Charles, thank you very much for your reply. I’ll be sure to check that the data meets the various requirements of a linear model.

Regarding your last point, the logic is that the residuals would be randomly distributed because the relationships between the variables remain constant, regardless of the profitability of a given listing. I will of course check the graphs, but it would help to know that I have the theory straight.

May I ask then, can I take it that if that an AVERAGE for Y in my case can be viewed in the same way as that for any appropriate independent variable, that duplicate/fixed values (in themselves) do not pose a problem in a linear regression analysis?
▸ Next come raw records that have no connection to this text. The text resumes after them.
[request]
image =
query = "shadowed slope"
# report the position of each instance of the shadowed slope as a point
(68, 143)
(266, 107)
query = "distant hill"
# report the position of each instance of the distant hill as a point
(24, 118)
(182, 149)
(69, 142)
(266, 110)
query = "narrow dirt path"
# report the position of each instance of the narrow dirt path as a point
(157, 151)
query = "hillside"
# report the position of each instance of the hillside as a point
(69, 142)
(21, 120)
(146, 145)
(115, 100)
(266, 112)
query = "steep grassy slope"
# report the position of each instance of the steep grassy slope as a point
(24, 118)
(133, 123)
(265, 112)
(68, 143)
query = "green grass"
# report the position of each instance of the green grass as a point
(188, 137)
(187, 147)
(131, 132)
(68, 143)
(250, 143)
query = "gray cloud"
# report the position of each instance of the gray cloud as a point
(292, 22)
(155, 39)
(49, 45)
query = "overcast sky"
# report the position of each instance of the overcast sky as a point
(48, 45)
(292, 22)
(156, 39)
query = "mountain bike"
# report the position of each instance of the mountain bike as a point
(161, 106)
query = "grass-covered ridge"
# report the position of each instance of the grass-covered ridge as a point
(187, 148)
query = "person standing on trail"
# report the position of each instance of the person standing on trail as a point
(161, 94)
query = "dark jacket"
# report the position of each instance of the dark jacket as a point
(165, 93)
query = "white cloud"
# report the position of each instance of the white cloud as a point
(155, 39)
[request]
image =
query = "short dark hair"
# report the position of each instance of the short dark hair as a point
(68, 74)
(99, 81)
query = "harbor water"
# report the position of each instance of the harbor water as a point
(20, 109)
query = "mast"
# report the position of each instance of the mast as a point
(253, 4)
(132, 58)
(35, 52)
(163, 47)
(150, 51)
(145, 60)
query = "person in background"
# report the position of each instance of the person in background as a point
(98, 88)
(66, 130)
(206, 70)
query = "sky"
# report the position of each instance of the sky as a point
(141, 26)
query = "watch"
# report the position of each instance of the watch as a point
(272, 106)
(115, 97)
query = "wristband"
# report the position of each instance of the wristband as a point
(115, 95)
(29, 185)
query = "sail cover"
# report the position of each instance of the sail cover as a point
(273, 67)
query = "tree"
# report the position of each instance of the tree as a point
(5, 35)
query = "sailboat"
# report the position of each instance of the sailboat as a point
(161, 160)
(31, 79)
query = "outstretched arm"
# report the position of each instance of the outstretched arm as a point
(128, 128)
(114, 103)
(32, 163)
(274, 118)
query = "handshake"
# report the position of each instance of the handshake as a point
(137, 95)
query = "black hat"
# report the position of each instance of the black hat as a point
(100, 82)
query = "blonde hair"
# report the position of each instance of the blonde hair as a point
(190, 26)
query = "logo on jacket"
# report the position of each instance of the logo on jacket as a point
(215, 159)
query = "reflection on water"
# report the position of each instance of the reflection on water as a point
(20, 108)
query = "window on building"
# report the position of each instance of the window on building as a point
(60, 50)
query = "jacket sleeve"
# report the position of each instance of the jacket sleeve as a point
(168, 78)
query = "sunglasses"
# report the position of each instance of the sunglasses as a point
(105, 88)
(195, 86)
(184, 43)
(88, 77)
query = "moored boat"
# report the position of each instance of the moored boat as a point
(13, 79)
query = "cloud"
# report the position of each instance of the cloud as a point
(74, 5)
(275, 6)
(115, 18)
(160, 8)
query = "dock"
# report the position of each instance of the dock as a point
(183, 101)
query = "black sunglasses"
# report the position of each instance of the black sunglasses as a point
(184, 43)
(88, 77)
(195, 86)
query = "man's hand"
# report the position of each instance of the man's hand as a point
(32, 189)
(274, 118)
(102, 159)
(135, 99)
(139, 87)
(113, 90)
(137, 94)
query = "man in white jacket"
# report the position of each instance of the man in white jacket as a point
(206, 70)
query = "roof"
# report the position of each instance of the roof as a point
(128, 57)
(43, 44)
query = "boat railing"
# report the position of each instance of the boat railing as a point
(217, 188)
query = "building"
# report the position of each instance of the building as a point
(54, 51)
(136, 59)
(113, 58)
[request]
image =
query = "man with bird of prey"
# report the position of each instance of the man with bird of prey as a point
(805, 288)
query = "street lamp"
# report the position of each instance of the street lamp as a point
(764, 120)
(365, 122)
To clarify, let’s say there were no fixed loss amounts for Y in another case, that they were free to fall anywhere on the same continuous scale (as you usually find in any textbook example). Let’s also say that the average for Y in both cases is equal. Is it then safe to say that there is no apparent cause for concern with the data I have (assuming that it is appropriate for a linear regression analysis in every other way)?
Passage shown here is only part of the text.